Defining semantics is a matter of semantics, not less so in the Big Data space.
The Semantics conference is one of the biggest events for all things semantics. Key research and industry players gathered this week in Leipzig to showcase and discuss, and we were there to get that vibe.
Enterprise Knowledge Graphs
Graphs are everywhere: we have social graphs and knowledge graphs and office graphs, and in the minds of most these have been associated with Facebook and Google and Microsoft. But the concept of Knowledge Graphs is broader and vendor-agnostic.
All graphs can be considered as knowledge graphs, insofar as they represent information by means of nodes and (directional) edges. Nodes represent entities and edges represent relationships between them, such as Customer-buys-Product. Another way of stating this is by using the Subject-Predicate-Object metaphor borrowed from natural language.
However, not all information is represented by means of graphs, for a number of reasons mostly having to do with complexity, cost, and performance. In the enterprise, the new imperative to deal with such issues is the data lake: a storage repository that holds a vast amount of raw data in its native format, including structured, semi-structured, and unstructured data.
By adding a semantic layer to data lakes, what we get is Enterprise Knowledge Graphs. Even though there are a number of approaches and implementations to representing graphs, a set of standards under the Linked Data moniker combined with extensible, curated vocabularies for numerous domains offers a lightweight semantically enriched approach to enterprise data integration.
Linked Data has had a rough time finding its way to the enterprise, but a lot of water has flowed under the bridge connecting the 2009 PwC technology forecast to the 2015 Gartner Hype Cycle for Advanced Analytics and Data Science. Linked Data are shown as currently being in the Trough of Disillusionment, expected to reach the Plateau of Productivity in the next 5-10 years, which according to industry pundits is a good thing as it means we're finally getting there.
Managing the Graph
Promising-sounding or not, enterprises need more than cool technology and hype cycles to move to adoption: they need solutions for managing their data and metadata. Data solutions are well-known, metadata solutions less so, but adopters like BBC, Credit Suisse, and Roche show the way.
Managing data vocabularies and mappings is crucial for instating Enterprise Knowledge Graphs, and the aptly named Semantic Web Company (SWC) presented its own solution in this space called PoolParty. PoolParty is a semantic middleware that helps organizations develop knowledge graphs based on Semantic Web standards.
PoolParty is the outcome of intensive R&D since 2009 and provides features such as vocabulary management, text mining and entity extraction, concept tagging, semantic search, recommendations, analytics, and visualization. SWC reinvests 50 percent of its revenue in constantly improving its modular product to reach new audiences.
Social Engagement
The fact that IBM was at the conference speaks volumes on the importance semantics has for the company. IBM presented the research underpinnings of the Social Engagement Dashboard (SED), a solution for analytics in enterprise social networks. SED is built on top of IBM Connections, but IBM touts it as a generalized solution to ingest any social network or collaboration-related data.

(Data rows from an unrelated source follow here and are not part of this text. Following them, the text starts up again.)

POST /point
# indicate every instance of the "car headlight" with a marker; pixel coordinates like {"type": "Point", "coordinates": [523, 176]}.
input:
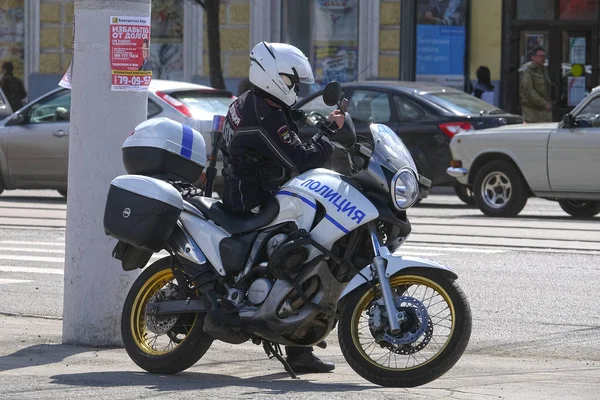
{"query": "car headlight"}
{"type": "Point", "coordinates": [405, 189]}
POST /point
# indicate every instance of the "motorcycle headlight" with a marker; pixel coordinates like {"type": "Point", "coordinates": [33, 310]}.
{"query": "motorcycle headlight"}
{"type": "Point", "coordinates": [405, 189]}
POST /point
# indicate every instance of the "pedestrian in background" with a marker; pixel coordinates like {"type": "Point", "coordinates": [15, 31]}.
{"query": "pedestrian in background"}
{"type": "Point", "coordinates": [535, 84]}
{"type": "Point", "coordinates": [13, 87]}
{"type": "Point", "coordinates": [484, 89]}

Research on SED (codenamed Project Breadcrumb) has been running within IBM for a couple of years, and during that time IBM has successfully integrated and analyzed data from CRMs, social networks, and other sources using property graphs. SED tries to capture context through metrics such as activity, influence, and broker potential to build recommendation systems for the enterprise.
SED derives behavior patterns for employees, with the end game being to provide management with an overview of connectivity, roles, and efficiency in the organization, to classify employees in behavior templates, and to motivate them to observe and adjust. Admittedly, this raises an array of questions and brings a Circle-like setting to mind, but IBM pledges to transparency and privacy as a remedy.
Learning for Healthcare
Last but not least, Siemens presented some of its current research with semantic underpinnings and applications in the healthcare domain. Siemens has a long-established tradition in healthcare, and is now looking into ways to move forward utilizing semantic technology.
Siemens is engaged in various R&D projects with a multitude of research and industrial partners, and together they have identified some key dimensions in the digital transformation of healthcare: mobilizing data in a trusted network, integrating external data sources, putting the patient in charge, and providing always-on and personalized services.
Siemens is focused on addressing three key issues: generating a model for clinical processes and decisions, mapping decisions to outcomes, and drawing causal conclusions. Its approach, called Learning with Memory Embeddings, uses semantics to model healthcare knowledge graphs and a Machine Learning combinatorial model inspired by the human brain.